We have never seen an Ebola outbreak in a highly political and war-afflicted area before. This region of DRC is often served by poor or non-existent roads and limited electricity, and where health professionals are being targeted by violent groups.
But this outbreak has also seen a fundamental change to how we deal with Ebola, which has a fatality rate of 67% if left untreated.
For the first time in the history of this deadly disease, we have been able to deploy a vaccine that protects against Ebola, something that Wellcome has supported during this outbreak. This vaccine, produced by Merck, can only be used during a clinical trial. As such, each person receiving the vaccine must understand that this is an experimental vaccine, and agree to follow-up checks after receiving it.
But we are researching other solutions too. Vaccines are great at preventing disease, but what happens when someone has been infected?
Back in November a randomised clinical trial began looking at four different treatment options for Ebola – an antibody cocktail ZMapp, a monoclonal antibody mAb114, a monoclonal antibody cocktail REGN-EB3 and an antiviral known as remdesivir.
An infected person is randomly allocated a therapeutic in a health facility and carefully monitored to see if there are any improvements to their health. The results of this trial could tell us whether there is an ideal drug to give to those sick with Ebola.
Carrying out research during an outbreak is not easy and requires a huge commitment and support from all those involved, most importantly from the communities affected by the outbreak. It requires people to be trained to carry out research. Of course, long-term investment in countries at risk from epidemic-prone diseases is needed – and research needs to be considered alongside this. If we want to prevent or deal with outbreaks better, we must commit to how we do this.
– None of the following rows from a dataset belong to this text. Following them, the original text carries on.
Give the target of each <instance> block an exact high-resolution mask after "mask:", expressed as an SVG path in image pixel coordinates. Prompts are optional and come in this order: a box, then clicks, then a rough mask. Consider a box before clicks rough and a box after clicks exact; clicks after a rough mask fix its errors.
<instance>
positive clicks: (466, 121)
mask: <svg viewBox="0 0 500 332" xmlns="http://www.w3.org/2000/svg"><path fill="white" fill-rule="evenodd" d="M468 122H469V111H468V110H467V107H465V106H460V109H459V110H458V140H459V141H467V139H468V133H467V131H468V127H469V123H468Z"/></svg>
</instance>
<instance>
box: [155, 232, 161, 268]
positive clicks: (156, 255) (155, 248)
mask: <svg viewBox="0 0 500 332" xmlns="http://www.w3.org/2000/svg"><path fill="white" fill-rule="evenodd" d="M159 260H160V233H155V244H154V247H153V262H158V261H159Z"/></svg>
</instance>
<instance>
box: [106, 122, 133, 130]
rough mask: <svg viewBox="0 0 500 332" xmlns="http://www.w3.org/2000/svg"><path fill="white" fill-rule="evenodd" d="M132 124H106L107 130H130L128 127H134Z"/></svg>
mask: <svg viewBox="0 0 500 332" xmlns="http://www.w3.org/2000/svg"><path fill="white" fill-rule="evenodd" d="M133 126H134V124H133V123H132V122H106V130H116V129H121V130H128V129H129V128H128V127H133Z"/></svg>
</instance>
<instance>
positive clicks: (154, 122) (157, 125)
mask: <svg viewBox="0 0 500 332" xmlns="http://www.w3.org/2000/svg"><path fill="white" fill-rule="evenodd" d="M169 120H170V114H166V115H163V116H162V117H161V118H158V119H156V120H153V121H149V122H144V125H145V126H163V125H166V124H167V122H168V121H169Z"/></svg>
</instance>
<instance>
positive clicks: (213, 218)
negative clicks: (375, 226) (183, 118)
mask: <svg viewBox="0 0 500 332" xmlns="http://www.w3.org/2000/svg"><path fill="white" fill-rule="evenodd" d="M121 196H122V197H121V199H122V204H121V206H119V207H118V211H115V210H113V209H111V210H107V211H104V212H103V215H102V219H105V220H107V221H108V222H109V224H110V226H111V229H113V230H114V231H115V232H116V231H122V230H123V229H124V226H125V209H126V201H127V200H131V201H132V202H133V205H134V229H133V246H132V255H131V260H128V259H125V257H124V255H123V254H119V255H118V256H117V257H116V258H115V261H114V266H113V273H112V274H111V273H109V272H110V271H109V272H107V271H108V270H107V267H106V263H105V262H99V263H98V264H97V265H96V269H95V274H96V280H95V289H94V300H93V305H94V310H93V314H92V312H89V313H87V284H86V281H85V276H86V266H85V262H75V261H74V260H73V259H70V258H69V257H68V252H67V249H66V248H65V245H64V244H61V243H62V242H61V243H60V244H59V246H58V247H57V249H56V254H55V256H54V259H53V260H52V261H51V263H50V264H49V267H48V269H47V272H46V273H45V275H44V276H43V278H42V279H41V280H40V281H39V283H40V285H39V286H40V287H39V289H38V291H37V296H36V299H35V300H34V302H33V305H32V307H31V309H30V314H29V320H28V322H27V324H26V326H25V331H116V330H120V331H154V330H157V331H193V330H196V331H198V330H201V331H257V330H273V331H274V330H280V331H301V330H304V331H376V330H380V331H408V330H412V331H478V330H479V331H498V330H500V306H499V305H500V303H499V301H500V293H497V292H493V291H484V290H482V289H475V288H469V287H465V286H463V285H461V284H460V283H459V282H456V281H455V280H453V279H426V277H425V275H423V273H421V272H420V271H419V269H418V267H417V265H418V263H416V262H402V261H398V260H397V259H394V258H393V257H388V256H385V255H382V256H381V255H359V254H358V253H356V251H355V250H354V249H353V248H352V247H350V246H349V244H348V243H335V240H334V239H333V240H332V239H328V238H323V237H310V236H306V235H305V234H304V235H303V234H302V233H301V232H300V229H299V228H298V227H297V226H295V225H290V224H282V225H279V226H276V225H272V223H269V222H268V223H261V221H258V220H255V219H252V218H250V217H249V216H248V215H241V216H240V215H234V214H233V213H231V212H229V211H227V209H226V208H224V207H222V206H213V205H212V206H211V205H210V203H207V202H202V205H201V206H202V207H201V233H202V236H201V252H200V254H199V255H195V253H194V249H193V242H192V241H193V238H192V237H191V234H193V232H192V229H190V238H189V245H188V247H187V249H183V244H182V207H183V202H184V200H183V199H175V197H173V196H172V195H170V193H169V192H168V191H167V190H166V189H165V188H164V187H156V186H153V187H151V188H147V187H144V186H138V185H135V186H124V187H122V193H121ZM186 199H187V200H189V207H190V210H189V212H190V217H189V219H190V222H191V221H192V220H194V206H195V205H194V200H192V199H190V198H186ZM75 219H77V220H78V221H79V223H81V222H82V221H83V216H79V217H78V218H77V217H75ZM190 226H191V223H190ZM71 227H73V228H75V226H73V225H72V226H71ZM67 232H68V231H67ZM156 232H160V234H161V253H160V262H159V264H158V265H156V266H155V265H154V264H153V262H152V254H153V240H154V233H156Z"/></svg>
Later this year, the WHO will publish an R&D Blueprint roadmap that will outline the gaps remaining for vaccines, therapeutics and diagnostics against Lassa fever, and the Ebola, Marburg and Nipah viruses. This will include additional and complementary vaccines that could be made available for Ebola (something that was also highlighted in May 2019 by the WHO Strategic Advisory group on immunisation).
We must use this as a launch point to properly address the research gaps and work together to prevent outbreaks like the DRC Ebola outbreak from reaching a one year mark at all.